Po-01-204 an artificial intelligence (ai)-assisted end-to-end computational platform for prediction of extra-pulmonary vein (extra-pvi) ablation targets in atrial fibrillation (af) patients with fibrosis remodeling

Existing strategies targeting the extra-PVI AF substrate have failed to improve outcomes, as shown by clinical trials. There is an urgent need to establish new approaches that overcome existing limitations. We have shown previously, in a feasibility study, that bi-atrial personalized computational modeling can guide ablation in patients with fibrosis detected on late gadolinium enhancement MRI (LGE-MRI). However, the approach had laborious aspects, such as segmentation of both atria and fibrosis distribution, and determining substrate locations capable of sustaining rotors. These prevented the approach from being directly implementable in clinical workflows.
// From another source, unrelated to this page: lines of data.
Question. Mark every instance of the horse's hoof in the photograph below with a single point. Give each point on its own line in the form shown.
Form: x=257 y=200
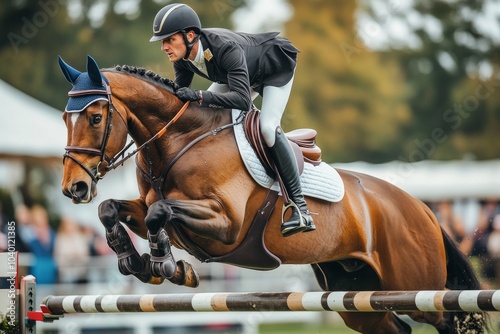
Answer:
x=145 y=276
x=185 y=275
x=129 y=260
x=162 y=261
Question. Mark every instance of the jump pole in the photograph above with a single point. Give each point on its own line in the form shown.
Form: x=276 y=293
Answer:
x=54 y=307
x=363 y=301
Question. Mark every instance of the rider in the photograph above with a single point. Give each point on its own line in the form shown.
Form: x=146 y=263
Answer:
x=241 y=66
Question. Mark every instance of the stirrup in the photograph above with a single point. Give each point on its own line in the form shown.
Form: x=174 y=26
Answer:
x=287 y=231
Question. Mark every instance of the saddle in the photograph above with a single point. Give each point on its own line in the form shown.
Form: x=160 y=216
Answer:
x=303 y=142
x=252 y=252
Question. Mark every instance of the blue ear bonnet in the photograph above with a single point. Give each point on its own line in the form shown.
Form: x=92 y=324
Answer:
x=79 y=103
x=90 y=80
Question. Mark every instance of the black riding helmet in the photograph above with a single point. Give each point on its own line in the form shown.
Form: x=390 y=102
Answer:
x=176 y=18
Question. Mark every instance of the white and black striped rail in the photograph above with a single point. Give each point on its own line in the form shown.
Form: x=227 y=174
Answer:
x=364 y=301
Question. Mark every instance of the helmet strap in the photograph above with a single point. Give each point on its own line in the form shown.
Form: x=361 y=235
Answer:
x=189 y=45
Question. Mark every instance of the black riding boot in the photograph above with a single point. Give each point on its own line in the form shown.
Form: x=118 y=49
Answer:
x=283 y=157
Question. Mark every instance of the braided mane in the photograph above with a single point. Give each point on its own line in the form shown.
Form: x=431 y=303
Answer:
x=145 y=75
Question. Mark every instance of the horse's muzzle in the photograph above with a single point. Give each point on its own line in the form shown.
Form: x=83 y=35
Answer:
x=80 y=192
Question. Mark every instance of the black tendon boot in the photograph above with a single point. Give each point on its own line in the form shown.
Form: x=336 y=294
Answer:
x=300 y=220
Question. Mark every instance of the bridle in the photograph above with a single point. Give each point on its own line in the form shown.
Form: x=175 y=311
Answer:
x=106 y=162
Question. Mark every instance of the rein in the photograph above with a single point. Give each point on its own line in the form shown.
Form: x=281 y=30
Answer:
x=110 y=164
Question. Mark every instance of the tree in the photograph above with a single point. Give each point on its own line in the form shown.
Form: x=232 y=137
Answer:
x=452 y=76
x=355 y=98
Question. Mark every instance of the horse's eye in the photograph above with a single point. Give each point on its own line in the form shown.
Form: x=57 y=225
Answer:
x=95 y=119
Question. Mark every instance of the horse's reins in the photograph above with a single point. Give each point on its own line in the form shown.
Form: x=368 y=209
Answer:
x=113 y=163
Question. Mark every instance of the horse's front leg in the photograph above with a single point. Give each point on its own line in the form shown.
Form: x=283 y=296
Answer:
x=132 y=213
x=162 y=261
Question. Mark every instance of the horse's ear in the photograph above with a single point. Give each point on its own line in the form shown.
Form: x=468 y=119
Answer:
x=93 y=70
x=69 y=72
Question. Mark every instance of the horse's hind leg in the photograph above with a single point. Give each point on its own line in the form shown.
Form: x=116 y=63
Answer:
x=162 y=262
x=111 y=212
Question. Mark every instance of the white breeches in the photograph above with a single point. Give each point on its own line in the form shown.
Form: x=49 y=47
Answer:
x=274 y=100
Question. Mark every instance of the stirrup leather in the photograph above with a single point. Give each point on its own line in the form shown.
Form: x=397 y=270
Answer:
x=301 y=227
To develop an AI-assisted computational platform for personalized extra-PVI substrate ablation target prediction in patients with atrial fibrosis detected by LGE-MRI, as part of an FDA-approved randomized clinical trial. We designed an AI-assisted platform enabling end-to-end modeling workflow for predicting extra-PVI ablation targets. The platform consists of 3 main components (Figure): i) personalized bi-atrial model construction from LGE-MRI, ii) personalized simulation of substrate AF inducibility, and iii) personalized extra-PVI ablation strategy implementable in the clinical workflow. For the first component, we developed, validated, and tested a deep learning approach to bi-atrial geometry and fibrosis segmentation, which consisted of a cascade of 4 neural networks (NNs). Extra-PVI substrate rotor inducibility was probed by pacing from numerous sites; locations capable of sustaining persistent drivers were determined using a novel NN approach and ablated. Each ablation was followed by the inducibility test, repeated until full substrate non-inducibility from any pacing site was achieved. The platform was successfully tested on 17 AF patients by multiple operators of differing expertise, with consistent results. Atrial geometry/fibrosis segmentation was achieved in 15 min, as compared to 5 hours pre-AI implementation. Using the NN approach for targeted substrate ablation ensured robustness and reproducibility of the predicted targets. Finally, a seamless import of atrial geometry and the optimal set of targets was achieved in a number of EAM systems. We developed a robust AI-assisted computational platform for prediction of extra-PVI atrial substrate ablation targets in AF patients with fibrosis, enabling our FDA-approved randomized clinical trial.